La campagne n'est pas brillante, d'abord parce que la presse a décidé de la regarder par le petit bout de la lorgnette, celui des scandales, auxquels Ségolène n'échappera pas non plus, puisque « le Canard » a promis des révélations sur son patrimoine dans son édition de mercredi prochain. L'appartement de M. Sarkozy, la crise d'Airbus, la stagnation du taux de chômage en janvier ont placé la droite sur la défensive. Elle ne riposte que mollement, sauf le président de l'UMP qui a répété à l'envi qu'il était « blessé », comme s'il ne savait pas à quoi un candidat s'expose dans une campagne électorale.
L'ELECTORAT SE MOQUE DE LA BIPOLARISATION : IL PASSE DE DROITE A GAUCHE SANS ETATS D'AME
Le gouvernement, sur Airbus, n'a pas osé dire la terrible vérité, à savoir qu'il s'est résigné aux méthodes de toute industrie menacée de faillite, donc qu'il a entériné la vague de licenciements. Comme pour Alcatel, les salariés se sont sentis trahis par l'Etat actionnaire, qui aurait dû intervenir en amont pour prévenir la catastrophe. Du coup, la dimension de ce drame industriel donne une immense crédibilité à la gauche et aux syndicats. Nous avons tous envie, en ce moment, de parler comme Ségolène Royal et de dénoncer pêle-mêle les patrons d'Airbus qui sont partis avec de grosses indemnités ou sont soupçonnés de délit d'initié alors qu'ils ont été les fossoyeurs d'un joyau industriel européen qui est aussi, pour nous, une fierté nationale.
L'affaire devrait donner du tonus à Ségolène, mais elle n'a pas été plus explicite sur ce qu'elle aurait fait en tant que présidente que Nicolas Sarkozy n'a donné à ce drame de l'impéritie des explications satisfaisantes.
Ils sont tous dans leur rôle : Ségolène, plus socialiste qu'elle, tu meurs ; Sarko, faussement sensible, victime d'une diffamation qui lui ferait presque verser quelques larmes, mais par ailleurs décidé à conserver le vote de droite en donnant quelques gages à propos de l'autorité de l'Etat et de l'immigration ; les programmes de la télévision, qui découvre, non sans ferveur, les splendeurs de la « démocratie participative », en dépit de l'ennui qu'elles entraînent et de la réduction du débat à des questions individuelles (des microquestions), antithèse de la « vision politique » ; les journaux qui cherchent à discréditer les candidats selon leur bord politique. C'est tragique pour tous ceux qui réclament de l'information et n'entendent que de la propagande.
Doléances larmoyantes.
Nous sommes vraiment à un tournant historique ; et cependant, tout se résume à des attaques personnelles, des doléances larmoyantes sur des parrainages soudainement introuvables (encore un système archaïque qui risque d'enterrer la démocratie française), et un immense puzzle de mesures dites concrètes où le malheureux électeur est déjà noyé.

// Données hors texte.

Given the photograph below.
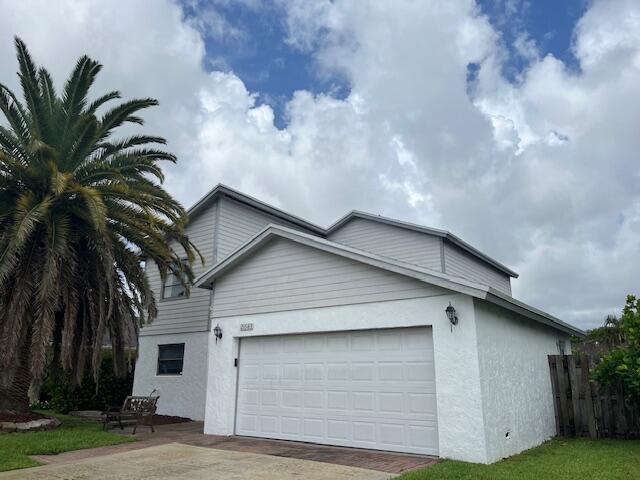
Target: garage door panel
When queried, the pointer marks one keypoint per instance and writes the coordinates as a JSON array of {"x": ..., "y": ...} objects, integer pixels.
[{"x": 369, "y": 389}]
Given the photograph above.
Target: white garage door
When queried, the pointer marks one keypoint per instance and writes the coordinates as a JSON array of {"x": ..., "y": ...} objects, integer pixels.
[{"x": 369, "y": 389}]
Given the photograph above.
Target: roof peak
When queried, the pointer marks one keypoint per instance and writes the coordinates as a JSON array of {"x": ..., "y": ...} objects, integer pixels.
[{"x": 223, "y": 190}]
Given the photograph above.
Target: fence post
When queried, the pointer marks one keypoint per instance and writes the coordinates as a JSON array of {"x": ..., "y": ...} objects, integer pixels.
[
  {"x": 578, "y": 423},
  {"x": 553, "y": 371},
  {"x": 588, "y": 397}
]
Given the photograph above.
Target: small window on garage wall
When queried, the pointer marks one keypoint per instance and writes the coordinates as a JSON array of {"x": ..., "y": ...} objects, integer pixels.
[
  {"x": 173, "y": 287},
  {"x": 170, "y": 359}
]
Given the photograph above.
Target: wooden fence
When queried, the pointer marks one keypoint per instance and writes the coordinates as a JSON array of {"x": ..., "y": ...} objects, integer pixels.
[{"x": 585, "y": 409}]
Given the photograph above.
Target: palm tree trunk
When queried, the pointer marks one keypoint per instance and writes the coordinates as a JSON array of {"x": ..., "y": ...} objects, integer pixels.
[{"x": 15, "y": 397}]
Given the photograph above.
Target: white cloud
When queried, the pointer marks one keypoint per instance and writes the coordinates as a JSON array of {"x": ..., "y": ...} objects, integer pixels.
[{"x": 542, "y": 174}]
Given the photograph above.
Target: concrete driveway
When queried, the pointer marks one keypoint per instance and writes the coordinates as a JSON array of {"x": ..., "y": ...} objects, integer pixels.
[{"x": 179, "y": 461}]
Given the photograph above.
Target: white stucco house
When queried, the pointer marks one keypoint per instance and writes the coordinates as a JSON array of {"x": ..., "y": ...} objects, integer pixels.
[{"x": 340, "y": 336}]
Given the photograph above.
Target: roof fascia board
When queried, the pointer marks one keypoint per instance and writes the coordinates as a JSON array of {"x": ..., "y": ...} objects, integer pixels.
[
  {"x": 516, "y": 306},
  {"x": 223, "y": 190},
  {"x": 458, "y": 285},
  {"x": 422, "y": 229}
]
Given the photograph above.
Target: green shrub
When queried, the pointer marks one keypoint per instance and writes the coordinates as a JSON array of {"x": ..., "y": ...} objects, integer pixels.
[
  {"x": 62, "y": 397},
  {"x": 622, "y": 364}
]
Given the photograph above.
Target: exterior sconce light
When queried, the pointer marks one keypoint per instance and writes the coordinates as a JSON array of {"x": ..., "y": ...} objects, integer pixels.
[
  {"x": 451, "y": 315},
  {"x": 218, "y": 333}
]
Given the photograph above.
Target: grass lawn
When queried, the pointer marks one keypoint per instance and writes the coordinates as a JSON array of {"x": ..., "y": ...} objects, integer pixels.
[
  {"x": 565, "y": 459},
  {"x": 74, "y": 434}
]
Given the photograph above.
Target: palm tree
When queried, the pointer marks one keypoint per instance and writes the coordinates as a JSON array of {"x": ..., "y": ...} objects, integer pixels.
[{"x": 80, "y": 213}]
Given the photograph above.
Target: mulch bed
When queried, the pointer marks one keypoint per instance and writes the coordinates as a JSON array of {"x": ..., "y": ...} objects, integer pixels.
[
  {"x": 168, "y": 419},
  {"x": 20, "y": 417}
]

Mais à campagne à peu près nulle, électorat insaisissable : il suffit d'un meeting ou d'une émission de TF1 pour que se déplacent des centaines de milliers de voix. Bien que François Bayrou ait fait une percée remarquable, le seul aspect nouveau, c'est la relégation de Jean-Marie Le Pen à la quatrième place. C'est, bien sûr, une bonne chose ; cela prouverait même que M. Bayrou a capté une partie du vote contestataire. Mais, pour le moment, on n'assiste pas à une course haletante, pas plus qu'à un match à suspense où se heurteraient la thèse et l'antithèse.
Est-ce que cela signifie que M. Sarkozy a déjà gagné ? Nous nous garderons bien de l'écrire, non seulement parce que ce serait prématuré, non seulement parce qu'il faut se méfier des sondages, qui peuvent nous réserver, à l'heure de vérité, une surprise comparable à celle de 2002, mais parce que nous ne désespérons pas, pour les cinquante jours qui viennent, d'assister à une confrontation sérieuse, dense, intéressante entre les bonnes raisons de la droite et les bonnes raisons de la gauche. Les bonnes. Les autres, on s'en moque.